Торжественное обязательство хранить полное молчание строго соблюдалось. Ходоки давно уже были в пути, а в замке еще ни о чем не догадывались. Да и никто в Ходском крае ничего не знал, пока весть о ходоках не пришла в замок… из Вены!

Придворный советник фон Саксенгрюн, неизменный доброжелатель Ламмингера, не замедлил сообщить ему об этой новой дерзости ходов.

После этого о депутации заговорили во всех ходских дворах и в халупах. Ходы не удивлялись так, как барон и его чиновники, решимости своих старост. Им уже было известно, что при дворе спрашивали о них. Сперва рассказывали, как тот важный пан, что выше всех после императора, справлялся о ходах, а еще охотнее передавали, будто сам император сказал, — что у ходов, должно быть, хороший пан, раз они не дают о себе знать. Затем пронеслась весть о том, что не все старые грамоты погибли в огне. Некоторые как будто остались в Уезде. Но об этом говорили только люди постарше и, говоря, оглядывались — не подслушивает ли кто. Где могут храниться спасенные грамоты — об этом речи не заводили. Все боялись за них. В разговорах часто произносилось имя Козины, то громко, то шепотом, но всегда с большим уважением, как и в тот раз, когда в сельском правлении он так смело выступил против Ламмингера и когда там и в Тргановском замке столько выстрадал за старые права ходов.

Повеяло новым ветром. Люди всюду подняли головы. Даже те, кого сначала пришибла весть о сожжении грамот, разговаривали теперь по-иному. Вспоминали и о большой комете, озарявшей недавно в течение многих ночей небо.

— Разве она всегда предвещала только дурное? — рассуждали люди. — Разве она не может быть добрым знамением?

Лишь старый Пршибек при этих разговорах качал головой и отвечал:

— Комета всегда что-нибудь предвещает. Это правда. Я не одну комету видал на своем веку, и всегда за ней шла ибо война, либо голод и мор.

Но остальные были полны надежд и с доверием встретили новый год, тем более, что как раз к этому времени из Вены пришло первое известие от земляков. Писал Юст. Оно было адресовано его соседу в Домажлице, а тот уже передал письмо Козине. Юст сообщал, что все они благополучно добрались до Вены и он тотчас же начал хлопотать об аудиенции при дворе. К сожалению, как раз сейчас император в отъезде, но Юсту все же обещали устроить для ходов аудиенцию, когда он вернется. А кроме того, Юст нашел отличного прокуратора, родом чеха, и тот, ознакомившись с делом, сказал слово в слово то же, что и он, Юст, говорил у Ржегуржека: ходы свое дело безусловно выиграют, но процесс продлится немало времени, так как дело давнее, а у Ламмингера тут много друзей.

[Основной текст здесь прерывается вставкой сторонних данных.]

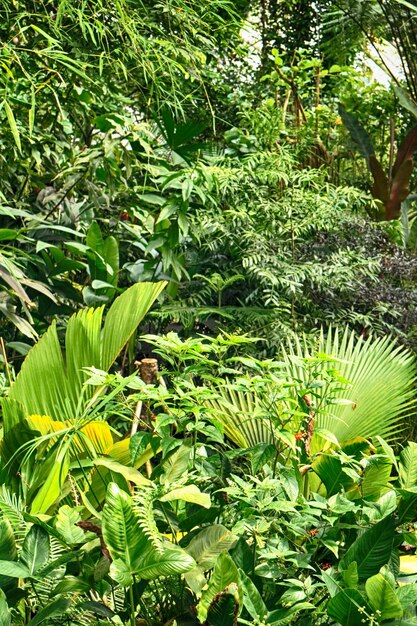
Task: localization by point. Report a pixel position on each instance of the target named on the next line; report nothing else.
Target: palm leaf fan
(382, 377)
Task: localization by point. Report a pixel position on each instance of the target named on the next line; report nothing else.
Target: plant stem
(132, 606)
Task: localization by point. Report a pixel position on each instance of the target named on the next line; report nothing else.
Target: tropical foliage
(208, 313)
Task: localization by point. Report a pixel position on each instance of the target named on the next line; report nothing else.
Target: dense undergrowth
(207, 313)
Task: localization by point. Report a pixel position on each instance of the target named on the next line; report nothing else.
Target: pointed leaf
(344, 607)
(224, 573)
(252, 599)
(124, 316)
(56, 608)
(372, 549)
(35, 549)
(382, 597)
(209, 543)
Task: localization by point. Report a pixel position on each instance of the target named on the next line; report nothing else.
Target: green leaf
(35, 549)
(5, 614)
(124, 316)
(407, 595)
(344, 607)
(358, 134)
(95, 238)
(176, 464)
(169, 561)
(405, 100)
(224, 609)
(407, 473)
(130, 473)
(132, 550)
(8, 552)
(122, 534)
(12, 124)
(350, 576)
(52, 487)
(381, 376)
(56, 608)
(372, 549)
(209, 543)
(252, 599)
(14, 569)
(382, 597)
(111, 256)
(138, 444)
(66, 521)
(190, 493)
(224, 573)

Все ходы смотрели на тяжбу как на свое кровное дело. Ни один голос не поднялся против. Известий о первых шагах ходоков все ожидали с нетерпением. И сообщенные Юстом новости мигом разнеслись из Уезда по Ходскому краю. Всюду они были встречены с восторгом и всюду расцвели еще более радужные надежды.

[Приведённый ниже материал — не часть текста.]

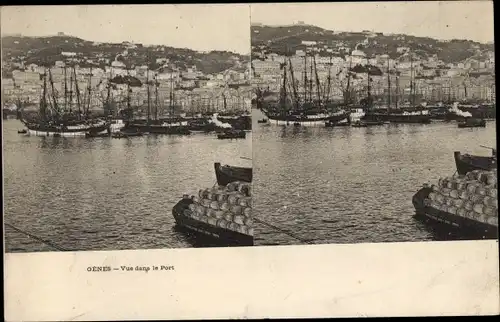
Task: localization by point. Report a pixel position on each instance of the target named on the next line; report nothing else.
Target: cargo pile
(473, 196)
(228, 207)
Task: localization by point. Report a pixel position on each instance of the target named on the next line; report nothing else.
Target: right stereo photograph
(373, 122)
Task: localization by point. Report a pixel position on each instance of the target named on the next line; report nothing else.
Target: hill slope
(47, 50)
(283, 39)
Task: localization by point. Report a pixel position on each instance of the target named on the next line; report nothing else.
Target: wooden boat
(359, 124)
(337, 124)
(232, 135)
(97, 135)
(220, 235)
(465, 226)
(58, 120)
(472, 122)
(126, 134)
(466, 163)
(226, 174)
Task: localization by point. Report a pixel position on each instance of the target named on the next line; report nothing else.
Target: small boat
(466, 226)
(466, 163)
(226, 174)
(203, 229)
(359, 124)
(336, 124)
(97, 135)
(232, 135)
(472, 122)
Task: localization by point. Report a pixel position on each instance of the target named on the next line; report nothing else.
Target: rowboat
(466, 163)
(226, 174)
(450, 222)
(201, 229)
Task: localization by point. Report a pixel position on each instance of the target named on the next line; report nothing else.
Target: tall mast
(149, 96)
(65, 90)
(369, 82)
(284, 94)
(305, 77)
(388, 87)
(108, 98)
(310, 84)
(293, 84)
(412, 97)
(89, 89)
(172, 93)
(329, 79)
(70, 91)
(77, 93)
(156, 98)
(44, 97)
(54, 99)
(347, 96)
(128, 89)
(317, 81)
(397, 90)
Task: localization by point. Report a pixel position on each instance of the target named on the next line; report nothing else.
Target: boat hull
(224, 237)
(467, 124)
(158, 129)
(398, 118)
(227, 174)
(58, 132)
(464, 226)
(307, 121)
(468, 163)
(228, 136)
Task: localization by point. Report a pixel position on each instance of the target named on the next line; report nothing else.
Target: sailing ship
(313, 109)
(400, 114)
(153, 124)
(55, 118)
(226, 174)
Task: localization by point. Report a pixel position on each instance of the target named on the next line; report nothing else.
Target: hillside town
(303, 47)
(180, 77)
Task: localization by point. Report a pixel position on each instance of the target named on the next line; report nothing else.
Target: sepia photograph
(153, 153)
(126, 127)
(375, 129)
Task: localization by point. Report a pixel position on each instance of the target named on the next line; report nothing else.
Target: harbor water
(105, 193)
(352, 185)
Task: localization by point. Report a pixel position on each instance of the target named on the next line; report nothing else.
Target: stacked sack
(472, 196)
(228, 207)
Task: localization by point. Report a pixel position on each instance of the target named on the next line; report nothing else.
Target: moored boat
(184, 218)
(227, 174)
(232, 134)
(466, 226)
(359, 124)
(466, 163)
(472, 122)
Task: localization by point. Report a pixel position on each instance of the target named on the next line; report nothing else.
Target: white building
(68, 54)
(309, 43)
(358, 57)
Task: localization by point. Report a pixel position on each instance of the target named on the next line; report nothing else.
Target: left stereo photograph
(126, 127)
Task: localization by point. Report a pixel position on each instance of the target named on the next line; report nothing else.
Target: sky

Вскоре такое же письмо, только менее многословное и хвастливое, прислал сам прокуратор Штраус. Сдержанность Штрауса особенно понравилась Сыке и старому драженовскому старосте Криштофу Грубому, на чье имя пришло это послание. А спустя некоторое время Штраус прислал второе письмо, в котором сообщал о предпринятых им шагах и снова повторял, что ходские права нисколько не утратили силы, несмотря на то, что Ламмингер и сжег старые грамоты. Этим он только повредил самому себе, так как злоупотребил своей властью краевого гетмана, и Штраус прекрасно использует это против барона.

Полученные вести мгновенно разлетелись по всем ходским деревням. Их передавали устно и письменно, и всюду только о них и толковали. А когда из Вены одно за другим пришло сразу несколько писем, даже старый Пршибек позабыл о комете и готов был позабыть свои сомнения. Одно из этих писем было от Юста, который сообщал, что аудиенция у императора уже назначена. Другое, полное надежд и призывавшее к стойкости, было от прокуратора. А третье было написано неуклюжей рукой постршековского Псутки, который, по поручению всех ходоков, рассказывал, как они были ъ императорском дворце, как предстали пред самим императором, как он милостиво выслушал их и обещал, что им будет оказано правосудие. Псутка расписывал при этом роскошь императорского дворца и много говорил о самом императоре; слова его совпадали с тем, что рассказывал Юст на тайном собрании, и это укрепило в их глазах авторитет домажлицкого ад воката.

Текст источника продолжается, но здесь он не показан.